1. She Strength Trains
In her Instagram video, Parker is seen doing different strength training exercises. According to The Mayo Clinic, exercises like these can help with bone density and weight loss. “By stressing your bones, strength training can increase bone density and reduce the risk of osteoporosis. Strength training can help you manage or lose weight, and it can increase your metabolism to help you burn more calories.”
2. She Does Lunges
Lindsay Parker/Instagram
Parker is also seen doing lunge squats on platforms with a kettlebell. Lunges have a lot of benefits. ACE Fitness states, “Lunges work the biggest muscles in your lower body — mainly the quadriceps, gluteus maximus, and the adductor magnus (the muscle in your inner thigh). Other muscles that come into play are the hamstrings, gluteus medius, calves, and core stabilizers, says Susane Pata, content strategist for the National Academy of Sports Medicine (NASM) and NASM-certified personal trainer based in Miami. It doesn’t matter what lunge variation you do, as all of these muscles will be targeted, says Jonathan Olonade, a corrective exercise specialist and NASM-certified personal trainer with Life Time in Cinco Ranch, Texas.”
3. She Does RDLs
Lindsay Parker/Instagram
Parker is also seen doing RDLs with a barbell in her Instagram video. NASM states that the exercise has a lot of benefits. “A Romanian deadlift is a hip-hinge pattern that works the hamstrings and glutes. It is a form of deadlift with noticeably less bend in the knee, leading to greater hamstring engagement than traditional deadlifts. The move was introduced to the masses in the 90s by Romanian weightlifter Nicu Vlad (an Olympic and World Weightlifting champion) and his coach Dragomir Cioroslan. The two invented the move to help Nicu strengthen his back for the clean and jerk. Today, RDLs are commonly used to strengthen the posterior chain, using the core muscles to stabilize and the hamstrings and glutes to drive the movement.”
4. She Does Squats
Parker does a lot of lower body workouts to stay in shape. One thing she enjoys doing is the squat. She shared her tips for improving squats in this Instagram video. Parker captioned the post, “This was recorded at 24 weeks pregnant. It’s crazy to think I’m now 39 weeks along and it could be any day now our little girl comes. Hopefully this video on squats and making them more glute dominant 🍑Have a wonderful week!”

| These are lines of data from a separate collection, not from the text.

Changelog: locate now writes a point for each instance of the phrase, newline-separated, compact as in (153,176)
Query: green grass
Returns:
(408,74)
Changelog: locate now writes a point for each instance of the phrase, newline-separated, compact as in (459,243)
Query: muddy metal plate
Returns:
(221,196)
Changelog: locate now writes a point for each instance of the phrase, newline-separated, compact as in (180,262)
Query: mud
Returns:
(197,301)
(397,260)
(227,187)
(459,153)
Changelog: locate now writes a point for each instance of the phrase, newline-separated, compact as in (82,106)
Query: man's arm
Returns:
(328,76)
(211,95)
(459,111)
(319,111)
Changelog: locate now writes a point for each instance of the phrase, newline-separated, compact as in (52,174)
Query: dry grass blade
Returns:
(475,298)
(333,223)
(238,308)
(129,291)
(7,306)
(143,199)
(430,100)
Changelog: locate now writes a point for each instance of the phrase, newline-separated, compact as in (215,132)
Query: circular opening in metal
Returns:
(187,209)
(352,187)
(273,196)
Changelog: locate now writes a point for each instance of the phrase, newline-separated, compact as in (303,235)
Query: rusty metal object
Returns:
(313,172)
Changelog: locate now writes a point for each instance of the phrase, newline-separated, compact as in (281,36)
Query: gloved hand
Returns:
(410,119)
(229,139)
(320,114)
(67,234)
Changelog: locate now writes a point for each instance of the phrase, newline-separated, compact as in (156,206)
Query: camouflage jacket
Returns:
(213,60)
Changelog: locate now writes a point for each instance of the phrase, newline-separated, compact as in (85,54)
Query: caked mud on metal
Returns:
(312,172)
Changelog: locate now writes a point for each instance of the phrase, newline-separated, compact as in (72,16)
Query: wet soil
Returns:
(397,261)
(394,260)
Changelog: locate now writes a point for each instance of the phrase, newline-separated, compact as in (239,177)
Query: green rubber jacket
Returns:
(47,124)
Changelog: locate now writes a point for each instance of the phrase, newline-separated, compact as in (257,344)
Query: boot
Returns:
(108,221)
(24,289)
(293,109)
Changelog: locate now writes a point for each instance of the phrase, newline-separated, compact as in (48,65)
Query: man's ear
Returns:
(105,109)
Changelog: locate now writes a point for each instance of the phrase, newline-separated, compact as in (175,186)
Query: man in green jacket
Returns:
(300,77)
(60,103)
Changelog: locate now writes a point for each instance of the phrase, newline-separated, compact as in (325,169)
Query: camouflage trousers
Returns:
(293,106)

5. She Does Cable Kickbacks
Another lower body workout that Parker enjoys doing are cable glute kickbacks. She shared this video on Instagram of herself doing them. Parker captioned the post, “Upper Glute Max exercises that will be in my new glute and delts emphasis training program that starts next week. Here are some tips I personally use to set up and teach my app users 💪🏻 🍑.🌟Click on link in bio to join my program that starts this MONDAY OCT 28TH!”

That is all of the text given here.